Buchbesprechung/Rezension:

Mariasole Bianco: Planet Ozean
Unser Leben hängt vom Meer ab, die Zukunft der Meere von uns


verfasst am 24.08.2021 von | einen Kommentar hinterlassen
Rubriken: Bianco, Mariasole, Naturwissenschaft
LiteraturBlog Bewertung:

Wenn man über die Ozeane spricht, dann muss man über zwei Themenbereiche sprechen: Das ist erstens der Lebensbereich Meer, der Ursprung des Lebens, der so unendlich viel verbringt und der eine so unendlich große Vielfalt faszinierenden Lebens beinhaltet. In einer besseren Welt hätte man damit über die Ozeane schon alles gesagt, doch es gibt ja die Menschen. Deshalb muss man zweitens darüber sprechen, wie  Menschen mit dem Meer umgehen.

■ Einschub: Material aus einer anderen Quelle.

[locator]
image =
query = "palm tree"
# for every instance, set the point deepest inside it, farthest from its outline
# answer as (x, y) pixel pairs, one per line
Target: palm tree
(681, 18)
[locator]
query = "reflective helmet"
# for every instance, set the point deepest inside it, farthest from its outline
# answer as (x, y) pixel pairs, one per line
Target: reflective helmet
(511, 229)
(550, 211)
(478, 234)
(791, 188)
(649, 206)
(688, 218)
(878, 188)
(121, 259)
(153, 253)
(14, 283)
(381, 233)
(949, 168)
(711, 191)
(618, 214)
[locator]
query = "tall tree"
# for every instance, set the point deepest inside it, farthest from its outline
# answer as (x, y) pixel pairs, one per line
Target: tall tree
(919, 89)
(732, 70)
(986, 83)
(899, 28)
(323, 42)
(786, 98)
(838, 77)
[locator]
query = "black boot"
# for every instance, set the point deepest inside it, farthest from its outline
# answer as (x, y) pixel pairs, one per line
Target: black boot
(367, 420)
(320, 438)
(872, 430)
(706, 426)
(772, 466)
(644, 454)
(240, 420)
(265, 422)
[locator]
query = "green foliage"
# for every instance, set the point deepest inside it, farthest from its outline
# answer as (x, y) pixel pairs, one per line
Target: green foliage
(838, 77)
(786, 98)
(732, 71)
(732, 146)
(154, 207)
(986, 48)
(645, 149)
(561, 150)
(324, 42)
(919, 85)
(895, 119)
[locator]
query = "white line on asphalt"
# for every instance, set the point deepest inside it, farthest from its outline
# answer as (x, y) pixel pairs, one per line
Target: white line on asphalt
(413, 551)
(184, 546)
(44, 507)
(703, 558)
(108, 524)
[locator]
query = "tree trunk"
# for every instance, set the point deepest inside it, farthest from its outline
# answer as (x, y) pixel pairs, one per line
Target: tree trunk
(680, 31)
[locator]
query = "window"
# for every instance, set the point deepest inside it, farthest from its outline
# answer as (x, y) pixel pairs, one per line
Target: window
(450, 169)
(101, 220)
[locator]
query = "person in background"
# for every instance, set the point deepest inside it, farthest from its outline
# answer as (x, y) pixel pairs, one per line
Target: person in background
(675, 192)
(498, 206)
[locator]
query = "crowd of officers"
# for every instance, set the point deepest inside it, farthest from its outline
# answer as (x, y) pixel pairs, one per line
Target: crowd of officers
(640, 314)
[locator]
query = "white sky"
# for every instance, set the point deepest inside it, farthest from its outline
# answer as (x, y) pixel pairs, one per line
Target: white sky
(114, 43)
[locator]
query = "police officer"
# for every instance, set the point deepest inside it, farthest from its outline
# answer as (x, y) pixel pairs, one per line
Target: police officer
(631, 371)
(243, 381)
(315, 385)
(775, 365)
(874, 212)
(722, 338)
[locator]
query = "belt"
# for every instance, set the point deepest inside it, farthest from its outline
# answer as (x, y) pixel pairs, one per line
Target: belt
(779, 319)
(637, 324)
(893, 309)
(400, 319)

Darüber ist im Buch zu lesen. Den wohl nachhaltigsten Eindruck machen dabei die beiden Bildrubriken: die erste zeigt die nur Schönheit der Meere, die Magie der Evolution, die so unglaubliche Lebensformen hervorgebracht hat. Der zweite Bildteil zeigt das, was Menschen mit dem ihnen zugefallenen Erbe gemacht haben: Plastikmüll-Teppiche, Schleppnetze, Bohrinseln, schmelzende Polkappen.

Wenn man erfährt, wie im Buch nachzulesen, dass in der obersten Meeresschicht (der epipelagischen Zone), die rund 200 m umfasst, das dort vorhandene Phytoplankton rund 50% des Sauerstoffes erzeugt und rund ein Drittel des Kohlendioxids verbraucht, dann weiß man, wie bedeutend, wie unverzichtbar das Meer für das Klima und damit für unser aller Leben ist.

Was wir, jedenfalls die meisten von uns, sehen, das sind endlose Wasserflächen, die wir gelegentlich zum Schwimmen nützen, auf der wir in Kreuzfahrtschiffen herumgefahren werden und Waren quer über den Globus transportiert werden. In diese Wasserfläche einzutauchen bringt uns dann in den mit Anstand größten Lebensraum der Erde in einen Raum, von dem wir kaum mehr als 5% kennen – und in typischer Menschenart von dem Wenigen, was wir kennen, schon große Teile zerstört haben.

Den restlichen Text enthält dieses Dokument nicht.